Resulta increíble, desalentador, fatigoso: tras diez años de «querer salvar» la educación en México, programas, pactos para elevar la calidad educativa, más de seis reformas a la Constitución y la inversión de tres billones (miles de millones) de pesos; nuestro país sigue siendo, en promedio, un país de segundo de secundaria.
Fuera nada más eso. Es decir, fuera nada más que estamos situados a 30 años de distancia de los países desarrollados con los que, pomposamente, compartimos «el club de los ricos» (la Organización para Cooperación y el Desarrollo Económico, la OCDE, que, por cierto, encabeza el mexicano José Ángel Gurría Treviño). Pero lo peor es que, lejos de haber formado ciudadanos con valores aunque con malas habilidades matemáticas, ortográficas, de pensamiento y de expresión, nuestras escuelas son el campo de ensayo de lo que sucede en la arena política y en el deterioro de la convivencia en México.

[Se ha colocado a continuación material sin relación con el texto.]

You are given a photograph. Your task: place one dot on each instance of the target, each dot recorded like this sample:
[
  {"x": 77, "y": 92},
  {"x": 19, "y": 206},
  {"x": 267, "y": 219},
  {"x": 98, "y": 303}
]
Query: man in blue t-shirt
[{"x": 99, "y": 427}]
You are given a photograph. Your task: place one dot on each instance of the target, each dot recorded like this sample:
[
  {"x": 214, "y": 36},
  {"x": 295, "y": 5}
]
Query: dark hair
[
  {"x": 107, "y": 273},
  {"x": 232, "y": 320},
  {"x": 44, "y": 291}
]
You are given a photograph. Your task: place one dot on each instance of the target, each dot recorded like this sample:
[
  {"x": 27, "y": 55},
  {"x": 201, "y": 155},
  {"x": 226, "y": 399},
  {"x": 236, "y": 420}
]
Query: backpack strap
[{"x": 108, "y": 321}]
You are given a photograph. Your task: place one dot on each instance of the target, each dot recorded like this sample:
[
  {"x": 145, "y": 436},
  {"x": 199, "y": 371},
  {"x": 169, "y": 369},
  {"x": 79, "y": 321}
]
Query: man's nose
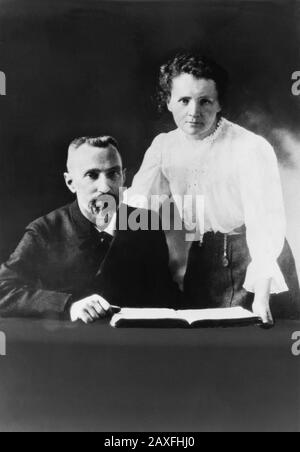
[{"x": 103, "y": 184}]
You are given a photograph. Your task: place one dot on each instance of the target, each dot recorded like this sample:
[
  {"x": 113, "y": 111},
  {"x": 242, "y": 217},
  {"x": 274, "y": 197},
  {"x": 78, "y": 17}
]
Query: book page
[
  {"x": 199, "y": 315},
  {"x": 144, "y": 314}
]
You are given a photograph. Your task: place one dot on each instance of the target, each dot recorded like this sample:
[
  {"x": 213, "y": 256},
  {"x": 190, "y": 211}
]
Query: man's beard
[{"x": 103, "y": 208}]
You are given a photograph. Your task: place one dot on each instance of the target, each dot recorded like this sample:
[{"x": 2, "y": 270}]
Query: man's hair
[
  {"x": 193, "y": 64},
  {"x": 96, "y": 142}
]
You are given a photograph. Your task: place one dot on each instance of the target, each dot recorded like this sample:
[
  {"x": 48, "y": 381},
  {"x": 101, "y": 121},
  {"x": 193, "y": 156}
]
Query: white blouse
[{"x": 237, "y": 173}]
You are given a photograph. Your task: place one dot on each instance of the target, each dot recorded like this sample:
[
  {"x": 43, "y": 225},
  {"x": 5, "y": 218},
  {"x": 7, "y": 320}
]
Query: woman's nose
[{"x": 195, "y": 109}]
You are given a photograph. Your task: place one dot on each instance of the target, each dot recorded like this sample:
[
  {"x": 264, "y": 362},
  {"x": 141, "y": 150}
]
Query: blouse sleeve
[
  {"x": 265, "y": 220},
  {"x": 150, "y": 180}
]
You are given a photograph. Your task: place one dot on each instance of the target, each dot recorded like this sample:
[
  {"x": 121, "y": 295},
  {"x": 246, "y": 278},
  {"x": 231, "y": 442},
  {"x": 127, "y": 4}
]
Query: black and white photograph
[{"x": 149, "y": 218}]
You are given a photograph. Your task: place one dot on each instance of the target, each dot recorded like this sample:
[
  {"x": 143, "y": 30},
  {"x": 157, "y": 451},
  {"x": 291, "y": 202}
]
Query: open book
[{"x": 169, "y": 318}]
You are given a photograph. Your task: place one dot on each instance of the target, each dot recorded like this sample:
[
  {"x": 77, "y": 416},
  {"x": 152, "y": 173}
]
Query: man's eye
[
  {"x": 113, "y": 174},
  {"x": 184, "y": 101},
  {"x": 92, "y": 176},
  {"x": 206, "y": 102}
]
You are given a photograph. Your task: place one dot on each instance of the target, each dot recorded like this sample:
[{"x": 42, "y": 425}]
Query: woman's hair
[{"x": 196, "y": 65}]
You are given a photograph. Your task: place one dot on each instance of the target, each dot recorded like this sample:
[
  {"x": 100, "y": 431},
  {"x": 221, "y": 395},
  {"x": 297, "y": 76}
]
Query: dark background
[{"x": 88, "y": 67}]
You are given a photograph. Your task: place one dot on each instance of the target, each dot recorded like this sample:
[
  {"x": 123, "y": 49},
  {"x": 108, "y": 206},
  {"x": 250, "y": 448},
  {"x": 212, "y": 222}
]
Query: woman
[{"x": 236, "y": 261}]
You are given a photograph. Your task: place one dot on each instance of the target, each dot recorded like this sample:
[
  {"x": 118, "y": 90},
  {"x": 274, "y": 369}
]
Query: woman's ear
[
  {"x": 69, "y": 182},
  {"x": 170, "y": 104}
]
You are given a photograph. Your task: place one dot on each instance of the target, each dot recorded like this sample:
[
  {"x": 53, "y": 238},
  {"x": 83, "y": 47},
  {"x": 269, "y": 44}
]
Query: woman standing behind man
[{"x": 236, "y": 263}]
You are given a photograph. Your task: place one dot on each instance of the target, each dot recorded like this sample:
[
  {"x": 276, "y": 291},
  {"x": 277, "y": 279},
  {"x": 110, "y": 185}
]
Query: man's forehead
[
  {"x": 87, "y": 156},
  {"x": 188, "y": 85}
]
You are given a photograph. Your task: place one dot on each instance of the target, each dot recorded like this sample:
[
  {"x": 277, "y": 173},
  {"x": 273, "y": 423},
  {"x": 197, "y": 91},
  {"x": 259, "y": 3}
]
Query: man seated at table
[{"x": 80, "y": 259}]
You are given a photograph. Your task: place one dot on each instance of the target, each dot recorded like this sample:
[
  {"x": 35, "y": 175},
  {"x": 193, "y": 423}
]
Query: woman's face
[{"x": 195, "y": 105}]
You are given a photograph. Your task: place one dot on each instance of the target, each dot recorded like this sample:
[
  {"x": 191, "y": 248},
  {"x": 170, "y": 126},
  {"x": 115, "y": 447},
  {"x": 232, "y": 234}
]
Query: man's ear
[{"x": 69, "y": 182}]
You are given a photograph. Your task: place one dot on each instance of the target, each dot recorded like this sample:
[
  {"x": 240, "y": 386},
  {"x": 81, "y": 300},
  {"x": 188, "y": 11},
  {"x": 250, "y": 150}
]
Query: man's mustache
[{"x": 107, "y": 201}]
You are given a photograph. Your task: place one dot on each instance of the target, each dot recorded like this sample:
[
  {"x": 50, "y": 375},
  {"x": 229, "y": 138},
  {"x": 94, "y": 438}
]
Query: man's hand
[
  {"x": 90, "y": 309},
  {"x": 261, "y": 305}
]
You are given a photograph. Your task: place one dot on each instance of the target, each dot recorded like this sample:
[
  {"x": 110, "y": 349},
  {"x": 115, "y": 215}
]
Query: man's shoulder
[{"x": 54, "y": 220}]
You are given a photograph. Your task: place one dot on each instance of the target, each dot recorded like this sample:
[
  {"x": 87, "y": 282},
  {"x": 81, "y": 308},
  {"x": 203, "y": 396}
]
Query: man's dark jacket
[{"x": 61, "y": 259}]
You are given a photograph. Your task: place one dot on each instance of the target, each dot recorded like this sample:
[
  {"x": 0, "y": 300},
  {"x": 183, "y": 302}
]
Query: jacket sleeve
[{"x": 21, "y": 291}]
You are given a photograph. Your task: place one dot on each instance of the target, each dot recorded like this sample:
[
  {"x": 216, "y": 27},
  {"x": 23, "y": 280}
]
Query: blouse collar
[{"x": 210, "y": 139}]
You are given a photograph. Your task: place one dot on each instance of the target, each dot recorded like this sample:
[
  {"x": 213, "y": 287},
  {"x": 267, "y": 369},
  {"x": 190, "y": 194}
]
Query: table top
[{"x": 59, "y": 376}]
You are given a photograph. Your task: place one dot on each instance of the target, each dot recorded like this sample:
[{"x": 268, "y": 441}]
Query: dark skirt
[{"x": 210, "y": 283}]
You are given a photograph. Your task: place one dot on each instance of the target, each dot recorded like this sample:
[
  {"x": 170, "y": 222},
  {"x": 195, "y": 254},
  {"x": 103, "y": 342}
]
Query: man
[{"x": 79, "y": 260}]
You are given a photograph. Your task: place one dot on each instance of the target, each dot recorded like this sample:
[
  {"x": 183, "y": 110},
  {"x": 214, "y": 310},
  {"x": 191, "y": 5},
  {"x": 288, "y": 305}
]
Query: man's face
[
  {"x": 195, "y": 105},
  {"x": 96, "y": 175}
]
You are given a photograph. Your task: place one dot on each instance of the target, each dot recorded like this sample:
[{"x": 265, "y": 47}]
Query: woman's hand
[{"x": 261, "y": 305}]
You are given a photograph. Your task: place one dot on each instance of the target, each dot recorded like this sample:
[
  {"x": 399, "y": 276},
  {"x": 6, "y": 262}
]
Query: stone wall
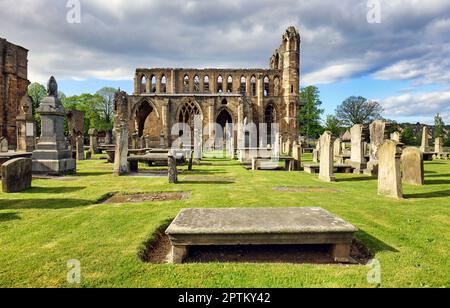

El bullying es como la punta de iceberg: es la señal de alarma que nadie quiere ver. Hemos sacado a los valores de la escuela y lo estamos pagando carísimo.
Usted y yo escuchamos, aquí y allá, la opinión de los comentaristas de la radio, de la televisión, gente muy sabia y muy patriota, que nos cuenta cuáles deben ser las soluciones para nuestro país. Paso revista: reforma laboral, reforma fiscal, reforma política, reforma del Estado, de las telecomunicaciones, del empleo, impulsar las exportaciones, atraer turismo, limpiar las policías, vincular a las policías, hacer una sola policía, sacar al ejército a las calles, meter al ejército a los cuarteles, copiar a Japón, copiar a Estados Unidos, copiar a Brasil, unirse con Brasil, ser como Chile, como Finlandia, como Singapur, volvernos monarquía, volvernos una dictadura, volvernos una democracia sin adjetivos, una democracia republicana, una democracia liberal…¿Y nuestra esencia?
Bien decía Jacques Maritain que las esencias «exigen ser respetadas». El gran fracaso de México no es su déficit en la balanza comercial ni haberse convertido en un «Estado fallido». El gran fracaso es haberse olvidado de enseñar en las aulas a nuestros hijos a defender su identidad cristiana, su noción de nación, su evidencia católica. Sin respetar lo que somos siempre andaremos buscando ser lo que no somos. Y los descuartizados por «ajustes de cuentas» son la evidencia que la educación hace aguas por todos lados. Todo por haber sacado la moral de las aulas y por convertirla, como decía el cacique potosino Gonzalo N. Santos, en «un árbol que da moras».